Sean “Diddy” Combs and his legal team are not happy with how federal prosecutors are handling his case.
In a letter to the judge, Combs’ attorneys said that these notes include attorney-client material about defense witnesses and strategy.
According to reports from CNN, his legal team describes the search of his cell as a violation of the disgraced music mogul’s constitutional rights.
“The targeted seizure of a pre-trial detainee’s work product and privileged materials – created in preparation for trial – is outrageous government conduct amounting to a substantive due process violation,” Combs’ lawyers wrote, asking Judge Arun Subramanian to hold an evidentiary hearing.
Diddy’s lawyers first learned that prosecutors possessed his notes from a court filing late Friday night. Prosecutors disclosed in the filing that the notes were obtained during a nationwide pre-planned sweep of Bureau of Prison facilities. Because of information allegedly found in the notes, they suggested that Combs was attempting to influence witnesses ahead of his trial.
“The strong inference to be drawn from the defendant’s communications with Witness-2 and his personal notes is that the defendant paid Witness-2 after she posted her statement,” prosecutors wrote in the filing, insisting the notes were reviewed by individuals not involved in the case before they were turned over.

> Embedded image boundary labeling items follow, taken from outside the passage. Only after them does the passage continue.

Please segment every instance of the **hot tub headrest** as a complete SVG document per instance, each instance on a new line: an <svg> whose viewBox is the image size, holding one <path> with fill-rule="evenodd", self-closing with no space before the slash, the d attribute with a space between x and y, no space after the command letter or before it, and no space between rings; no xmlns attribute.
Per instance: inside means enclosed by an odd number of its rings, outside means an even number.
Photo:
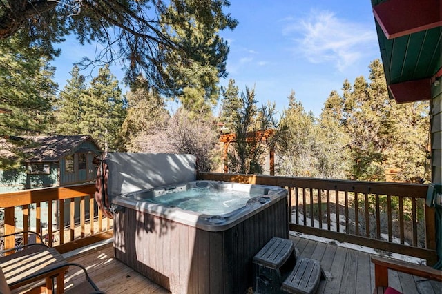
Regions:
<svg viewBox="0 0 442 294"><path fill-rule="evenodd" d="M139 190L195 181L196 157L189 154L113 153L94 159L98 166L95 201L112 218L112 200Z"/></svg>
<svg viewBox="0 0 442 294"><path fill-rule="evenodd" d="M108 153L107 192L112 197L142 189L195 181L196 157L189 154Z"/></svg>

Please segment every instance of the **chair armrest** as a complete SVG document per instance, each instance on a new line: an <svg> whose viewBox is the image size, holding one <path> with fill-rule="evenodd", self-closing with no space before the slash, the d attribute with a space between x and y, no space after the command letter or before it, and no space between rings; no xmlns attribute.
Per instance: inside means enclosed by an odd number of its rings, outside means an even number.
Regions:
<svg viewBox="0 0 442 294"><path fill-rule="evenodd" d="M372 262L374 264L374 281L376 287L388 286L389 269L442 282L442 271L434 269L430 266L377 255L372 256Z"/></svg>
<svg viewBox="0 0 442 294"><path fill-rule="evenodd" d="M20 232L12 233L10 234L1 235L0 235L0 239L3 240L4 238L6 238L7 237L16 236L17 235L23 235L23 234L34 234L40 240L39 243L32 243L30 244L44 244L44 243L43 242L43 238L41 237L41 235L40 235L37 232L35 232L33 231L20 231ZM20 246L14 246L14 248L10 248L10 249L0 251L0 255L2 255L3 253L7 253L7 252L15 251L17 251L17 250L20 250L20 249L26 247L28 245L30 245L30 244L26 244L26 245L20 245Z"/></svg>
<svg viewBox="0 0 442 294"><path fill-rule="evenodd" d="M100 293L104 293L104 292L102 292L99 290L99 288L98 288L98 286L95 284L95 283L93 281L93 280L90 278L90 277L89 277L89 275L88 274L88 271L86 269L86 268L84 266L83 266L81 264L76 264L76 263L73 263L73 262L66 262L66 263L63 263L61 264L59 264L57 266L51 266L50 268L48 268L46 271L39 271L38 273L35 274L35 275L30 275L28 277L26 277L26 280L29 280L29 279L33 279L36 277L39 277L40 275L44 275L46 273L50 273L55 270L59 269L59 268L66 268L68 266L77 266L80 268L83 272L84 273L84 275L86 277L86 281L89 283L89 284L90 285L90 286L94 289L94 291L93 292L90 292L90 294L100 294ZM21 281L19 281L21 282Z"/></svg>
<svg viewBox="0 0 442 294"><path fill-rule="evenodd" d="M21 231L20 232L12 233L10 234L1 235L0 235L0 238L4 238L6 237L14 236L14 235L21 235L21 234L24 234L24 233L37 235L37 237L38 237L39 239L40 239L40 243L43 243L43 241L42 241L43 238L41 237L41 235L40 235L39 233L35 232L33 231Z"/></svg>

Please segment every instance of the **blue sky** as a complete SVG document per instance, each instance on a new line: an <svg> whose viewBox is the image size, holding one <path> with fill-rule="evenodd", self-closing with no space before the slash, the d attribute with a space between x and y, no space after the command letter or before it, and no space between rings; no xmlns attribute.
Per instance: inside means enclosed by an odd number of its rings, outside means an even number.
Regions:
<svg viewBox="0 0 442 294"><path fill-rule="evenodd" d="M370 62L380 58L369 0L231 0L225 11L239 23L220 34L230 46L229 77L220 85L233 79L240 92L254 87L258 105L275 102L280 112L293 90L318 116L332 90L340 92L345 79L367 78ZM73 63L94 47L68 39L61 50L52 63L60 89ZM118 68L113 73L121 79Z"/></svg>

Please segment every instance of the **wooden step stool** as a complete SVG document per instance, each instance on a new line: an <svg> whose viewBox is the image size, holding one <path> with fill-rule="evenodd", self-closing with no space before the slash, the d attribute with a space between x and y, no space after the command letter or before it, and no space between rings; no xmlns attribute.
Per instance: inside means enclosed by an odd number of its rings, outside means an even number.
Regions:
<svg viewBox="0 0 442 294"><path fill-rule="evenodd" d="M296 260L291 240L271 238L253 257L254 291L260 294L286 293L281 285Z"/></svg>
<svg viewBox="0 0 442 294"><path fill-rule="evenodd" d="M289 277L282 282L282 290L296 294L314 293L325 275L318 260L298 258Z"/></svg>

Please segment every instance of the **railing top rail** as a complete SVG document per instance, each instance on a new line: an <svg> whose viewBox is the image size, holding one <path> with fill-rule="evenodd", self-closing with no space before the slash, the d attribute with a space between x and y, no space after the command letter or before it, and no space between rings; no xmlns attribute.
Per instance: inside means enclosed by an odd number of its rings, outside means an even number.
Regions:
<svg viewBox="0 0 442 294"><path fill-rule="evenodd" d="M296 177L236 175L220 173L200 173L204 179L225 180L249 184L309 188L314 189L355 192L425 198L428 185L410 183L351 181L343 179L316 179Z"/></svg>
<svg viewBox="0 0 442 294"><path fill-rule="evenodd" d="M19 206L37 202L91 195L95 191L95 184L88 183L3 193L0 193L0 207Z"/></svg>

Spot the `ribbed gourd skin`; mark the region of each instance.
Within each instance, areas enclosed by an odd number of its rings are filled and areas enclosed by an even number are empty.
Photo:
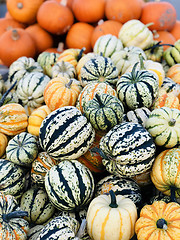
[[[102,162],[110,173],[133,177],[152,166],[156,146],[142,125],[124,122],[101,138],[100,149],[105,155]]]
[[[95,130],[73,106],[58,108],[42,122],[39,142],[55,160],[77,159],[92,145]]]

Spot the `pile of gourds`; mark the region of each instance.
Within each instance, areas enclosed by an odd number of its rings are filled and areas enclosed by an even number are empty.
[[[180,239],[180,39],[139,18],[0,75],[2,239]]]

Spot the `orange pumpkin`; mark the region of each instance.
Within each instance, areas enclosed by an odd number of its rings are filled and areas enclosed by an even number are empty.
[[[73,0],[72,11],[79,22],[95,23],[104,18],[105,0]]]
[[[153,31],[153,38],[155,41],[161,41],[162,44],[171,44],[173,45],[176,42],[175,37],[168,31]],[[163,46],[163,49],[166,50],[170,46]]]
[[[38,23],[28,26],[25,30],[34,40],[37,54],[53,47],[53,36],[39,26]]]
[[[37,22],[46,31],[60,35],[66,33],[74,23],[72,11],[54,0],[45,1],[37,12]]]
[[[85,53],[92,51],[91,47],[91,35],[94,31],[94,27],[88,23],[76,22],[69,29],[66,35],[66,46],[68,48],[83,48],[85,47]]]
[[[27,24],[36,22],[36,15],[44,0],[7,0],[10,15],[17,21]]]
[[[9,103],[0,107],[0,132],[13,136],[26,131],[28,117],[19,103]]]
[[[170,33],[175,37],[176,41],[180,39],[180,20],[176,20],[176,23]]]
[[[10,66],[19,57],[34,58],[36,47],[33,39],[22,28],[14,28],[6,31],[0,37],[0,59]]]
[[[98,24],[95,26],[94,31],[91,36],[91,46],[94,47],[97,39],[106,34],[112,34],[118,37],[119,31],[122,27],[122,23],[116,20],[99,20]]]
[[[153,23],[150,30],[170,31],[176,23],[176,9],[165,1],[147,2],[142,8],[140,21],[144,24]]]
[[[12,18],[0,18],[0,36],[13,28],[25,28],[25,25]]]
[[[44,101],[51,111],[63,106],[75,106],[81,91],[80,82],[66,77],[56,77],[44,89]]]
[[[177,63],[170,67],[167,71],[166,76],[171,78],[174,82],[180,84],[180,63]]]
[[[109,20],[125,23],[132,19],[139,19],[142,6],[142,0],[108,0],[105,6],[105,16]]]

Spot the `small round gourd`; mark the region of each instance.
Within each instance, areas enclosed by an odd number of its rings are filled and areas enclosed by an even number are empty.
[[[6,147],[6,158],[20,166],[31,166],[38,155],[38,143],[35,136],[22,132],[9,140]]]
[[[45,189],[52,204],[61,211],[79,211],[91,201],[94,178],[77,160],[64,160],[45,176]]]

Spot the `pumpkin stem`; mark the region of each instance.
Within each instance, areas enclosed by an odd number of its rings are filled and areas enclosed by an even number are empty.
[[[111,203],[109,204],[109,206],[110,206],[111,208],[117,208],[117,207],[118,207],[118,204],[117,204],[117,202],[116,202],[116,195],[115,195],[114,191],[111,189],[111,190],[109,191],[109,194],[110,194],[110,196],[111,196]]]
[[[157,226],[157,228],[161,228],[161,229],[166,230],[167,229],[167,222],[164,218],[160,218],[160,219],[157,220],[156,226]]]
[[[71,84],[73,83],[73,79],[70,79],[68,83],[65,84],[66,88],[71,88]]]
[[[3,105],[5,99],[6,99],[6,96],[10,93],[10,91],[14,88],[14,86],[16,85],[17,83],[17,80],[13,83],[13,85],[11,85],[11,87],[3,94],[1,100],[0,100],[0,107]]]
[[[13,211],[7,214],[2,214],[2,218],[3,221],[5,222],[9,222],[9,220],[11,220],[11,218],[20,218],[20,217],[25,217],[28,216],[28,212],[27,211]]]
[[[79,60],[82,58],[83,52],[84,52],[85,50],[86,50],[85,47],[83,47],[83,48],[80,50],[80,52],[79,52],[79,54],[78,54],[78,57],[77,57],[77,61],[79,61]]]

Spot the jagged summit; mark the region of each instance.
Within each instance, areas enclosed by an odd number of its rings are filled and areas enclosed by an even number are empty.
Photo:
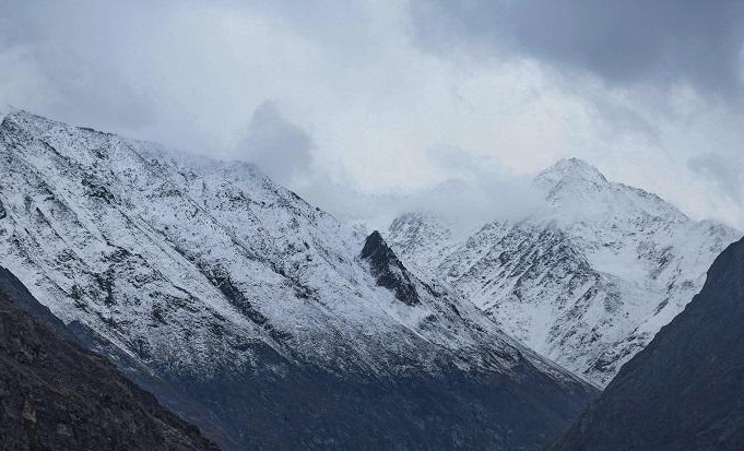
[[[225,450],[536,449],[595,394],[252,166],[19,112],[0,180],[0,264]]]
[[[547,206],[464,238],[402,215],[388,242],[406,268],[473,300],[508,333],[598,384],[672,320],[741,233],[696,222],[577,158],[535,177]],[[435,237],[435,238],[433,238]]]
[[[367,237],[361,257],[369,262],[369,269],[378,285],[392,290],[398,300],[409,306],[421,304],[418,292],[411,281],[411,274],[385,242],[379,232],[375,230]]]
[[[699,294],[619,371],[554,451],[741,450],[744,241]]]
[[[607,179],[600,170],[579,158],[563,158],[541,171],[536,180],[543,183],[587,183],[603,186]]]

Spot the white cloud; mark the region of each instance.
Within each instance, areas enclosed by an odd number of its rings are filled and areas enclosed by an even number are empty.
[[[720,185],[687,164],[740,152],[737,107],[685,84],[609,86],[530,56],[428,52],[403,0],[11,1],[4,13],[0,103],[256,159],[339,215],[430,199],[507,211],[499,183],[578,156],[744,225],[741,204],[711,201]]]

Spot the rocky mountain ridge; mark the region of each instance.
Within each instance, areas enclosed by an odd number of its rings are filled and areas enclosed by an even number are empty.
[[[536,449],[597,394],[251,165],[16,110],[0,180],[0,263],[224,449]]]
[[[646,346],[741,233],[564,159],[534,178],[545,205],[464,238],[406,213],[387,233],[402,261],[475,302],[505,331],[599,385]]]
[[[551,450],[739,450],[744,443],[744,242]]]

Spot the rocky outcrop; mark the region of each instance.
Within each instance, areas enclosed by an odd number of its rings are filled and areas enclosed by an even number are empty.
[[[744,241],[702,290],[619,371],[553,451],[741,450]]]
[[[0,263],[225,450],[536,449],[597,394],[251,165],[14,111],[0,180]]]
[[[534,180],[544,204],[462,236],[408,213],[388,242],[414,272],[475,302],[506,332],[605,385],[699,290],[741,233],[563,159]]]
[[[421,304],[411,275],[379,232],[375,230],[367,237],[361,257],[369,263],[369,270],[378,285],[391,289],[400,301],[409,306]]]
[[[1,268],[0,448],[217,449],[111,364],[78,346],[64,325]]]

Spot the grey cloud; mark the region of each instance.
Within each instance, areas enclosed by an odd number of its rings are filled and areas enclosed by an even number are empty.
[[[687,167],[693,173],[713,182],[723,195],[731,198],[739,205],[744,201],[742,166],[741,161],[715,153],[697,155],[687,161]]]
[[[525,55],[611,84],[683,81],[725,95],[741,87],[737,0],[423,0],[410,11],[430,50]]]
[[[286,120],[273,103],[265,102],[253,112],[236,155],[286,185],[308,168],[312,147],[305,130]]]

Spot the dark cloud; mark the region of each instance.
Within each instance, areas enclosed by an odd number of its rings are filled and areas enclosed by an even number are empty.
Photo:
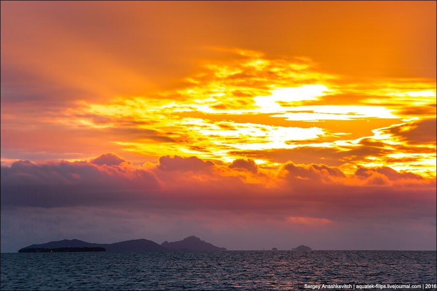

Combs is set to be in court on Friday as his lawyers try to get him released on bond for the third time.
This comes as attorney Tony Buzbee–who is representing clients in several cases of sexual assault against Diddy–denies that he tried to extort a “high-profile” male celebrity.
The legal team for the unnamed star, who identified anonymously as “John Doe” in a lawsuit filed Monday, accuses Buzbee of “shamelessly attempting to extort exorbitant sums from him” with the threat of litigation containing “entirely fabricated and malicious allegations of sexual assault,” according to court documents obtained by USA TODAY.
The Texas-based attorney allegedly sent correspondence to the anonymous celeb earlier this month, describing the man as a friend of Combs “based on the fact that the two often attended similar events frequented by celebrities,” according to the complaint. The alleged extortion demand stated Doe raped several minors, both male and female, who claimed to be drugged at parties hosted by Combs.
According to the complaint, Buzbee threatened to “find an untold number of other ‘victims’” to issue similar abuse claims against the celebrity. The suit goes on to claim that the attorney threatened if Doe didn’t agree to a “confidential mediation” to resolve the legal matter, Buzbee and his team would “take a different course.”
Doe’s attorneys said the allegations against the celeb are “nothing more than a weapon in a calculated plot to destroy (his) high-profile reputation for profit, despite the complete absence of any factual basis for such claims.”